I'm pretty confused, but I believe we are supposed to use methods
such as IRR and RoR. I would appreciate as many steps as possible,
such as the formulas used in the excel worksheet. Thank you!
QUESTION 1 The Seattle Soap Company has been offered a 5-year contract to manufacture and package a leading brand of soap for Soap Inc. It is understood that the contract will not be extended past the 5 years because Soap Inc. plans to build its own plant nearby. The contract calls for 10,000 metric tons (one metric ton equals 1000kg) of soap a year. Seattle Soap Company normally produces 12,000 metric tons of soap a year, so production for the 5-year period would be increased to 22,000 metric tons. Seattle Soap Company must decide what changes, if any, to make to accommodate the increased production. Five Projects are under consideration. Project 1: Increase liquid storage capacity. Seattle Soap Company has been forced to buy caustic soda in tank truck quantitites owing to inadequate storage capacity. If another liquid caustic soda take is installed to hold 1000 cubic meters, the caustic soda may be purchased in railroad tank car quantities at a more favorable price. The results would be a savings of 0.1cent per kilogram of soap. The tank, which would cost $83,400, has no net salvage value. Project 2: Acquire another sulfonation unit. The present capacity of the plant is limited by the sulfonation unit. The additoinal 12,000 metric tons of soap cannot be produced without an additional sulfonation unit. Another unit can be installed for $320,000.

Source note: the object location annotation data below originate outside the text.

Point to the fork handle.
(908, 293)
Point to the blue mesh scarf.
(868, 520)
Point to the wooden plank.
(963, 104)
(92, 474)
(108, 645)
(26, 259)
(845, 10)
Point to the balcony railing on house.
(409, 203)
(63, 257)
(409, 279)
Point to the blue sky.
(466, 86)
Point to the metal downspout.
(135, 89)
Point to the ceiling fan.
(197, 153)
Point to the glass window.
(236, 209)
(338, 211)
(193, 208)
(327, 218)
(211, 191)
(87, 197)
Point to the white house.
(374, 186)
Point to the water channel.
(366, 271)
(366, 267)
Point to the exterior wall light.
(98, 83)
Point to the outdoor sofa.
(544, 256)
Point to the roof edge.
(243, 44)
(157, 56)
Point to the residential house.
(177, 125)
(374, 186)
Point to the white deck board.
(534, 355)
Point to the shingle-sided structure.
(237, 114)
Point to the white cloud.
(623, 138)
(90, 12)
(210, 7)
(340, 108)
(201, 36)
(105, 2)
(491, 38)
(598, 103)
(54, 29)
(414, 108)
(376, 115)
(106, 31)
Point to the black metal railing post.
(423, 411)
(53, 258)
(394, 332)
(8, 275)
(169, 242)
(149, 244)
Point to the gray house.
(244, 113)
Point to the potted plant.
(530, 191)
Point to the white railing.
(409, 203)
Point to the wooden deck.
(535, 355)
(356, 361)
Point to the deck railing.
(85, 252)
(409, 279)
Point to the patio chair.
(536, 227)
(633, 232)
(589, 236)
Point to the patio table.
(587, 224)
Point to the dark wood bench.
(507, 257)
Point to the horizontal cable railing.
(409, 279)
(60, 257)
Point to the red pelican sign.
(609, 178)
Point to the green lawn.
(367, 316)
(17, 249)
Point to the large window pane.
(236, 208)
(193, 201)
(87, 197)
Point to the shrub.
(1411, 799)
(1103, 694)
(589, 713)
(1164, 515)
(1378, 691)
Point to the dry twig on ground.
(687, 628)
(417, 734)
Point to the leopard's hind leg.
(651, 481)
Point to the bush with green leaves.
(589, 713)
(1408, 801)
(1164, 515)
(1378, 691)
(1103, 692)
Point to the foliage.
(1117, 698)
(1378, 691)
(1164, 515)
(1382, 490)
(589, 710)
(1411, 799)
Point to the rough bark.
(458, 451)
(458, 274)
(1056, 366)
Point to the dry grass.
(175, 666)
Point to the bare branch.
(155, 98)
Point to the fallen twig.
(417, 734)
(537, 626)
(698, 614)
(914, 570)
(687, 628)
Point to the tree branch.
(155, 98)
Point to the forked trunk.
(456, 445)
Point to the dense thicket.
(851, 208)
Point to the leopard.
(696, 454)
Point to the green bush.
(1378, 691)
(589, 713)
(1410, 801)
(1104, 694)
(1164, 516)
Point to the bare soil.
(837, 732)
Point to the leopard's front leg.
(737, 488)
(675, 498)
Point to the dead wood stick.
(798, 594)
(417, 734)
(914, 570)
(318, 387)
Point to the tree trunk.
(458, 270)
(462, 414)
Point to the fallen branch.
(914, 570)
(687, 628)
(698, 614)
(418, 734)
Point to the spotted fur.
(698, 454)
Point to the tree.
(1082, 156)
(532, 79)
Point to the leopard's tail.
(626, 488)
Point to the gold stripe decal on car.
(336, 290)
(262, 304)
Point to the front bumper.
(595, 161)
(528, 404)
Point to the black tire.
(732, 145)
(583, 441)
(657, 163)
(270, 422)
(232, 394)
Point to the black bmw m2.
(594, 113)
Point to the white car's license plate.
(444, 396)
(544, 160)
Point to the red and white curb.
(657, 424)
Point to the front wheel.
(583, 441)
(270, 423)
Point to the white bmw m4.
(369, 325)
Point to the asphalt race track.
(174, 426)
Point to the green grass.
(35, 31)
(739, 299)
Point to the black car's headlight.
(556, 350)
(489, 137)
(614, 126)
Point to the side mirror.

Project 3: Expand the packaging department. With the new contract, the packaging department must either work two 8-hour shifts or have another packaging line installed. If the two-shift operation is used, a 20% wage premium must be paid for the second shift. This premium would amount to $35,000 a year. The second packaging line could be installed for $150,000. It would have a $42,000 salvage value at the end of 5 years. Project 4: Build a new warehouse. The existing warehouse will be inadequate for the greater production. It is estimated that 400 square meters of addtional warehouse is needed. A new warehouse can be built on a lot beside the existing warehouse for $225,000 including the land. The annual taxes, insurance, and other ownership costs would be $5,000 a year. It is believed the warehouse could be sold at the end of 5 years for $200,000 Project 5: Lease a warehouse. An alternate to building an additional warehouse would be to lease warehouse space. A suitable warehouse one mile away could be leased for $15,000 per year. The $15,000 includes taxes, insurance and so forth. The annual cost of moving material to this more remote warehouse would be $34,000 a year.
The contract offered by Soap Inc. is a favorable one, which Seattle Soap Company plans to accept Management has set a 15% before-tax minimum attractive rate of return as the criterion for any of the projects. Which projects should be taken? Submit an excell file with your answers clearly indicated.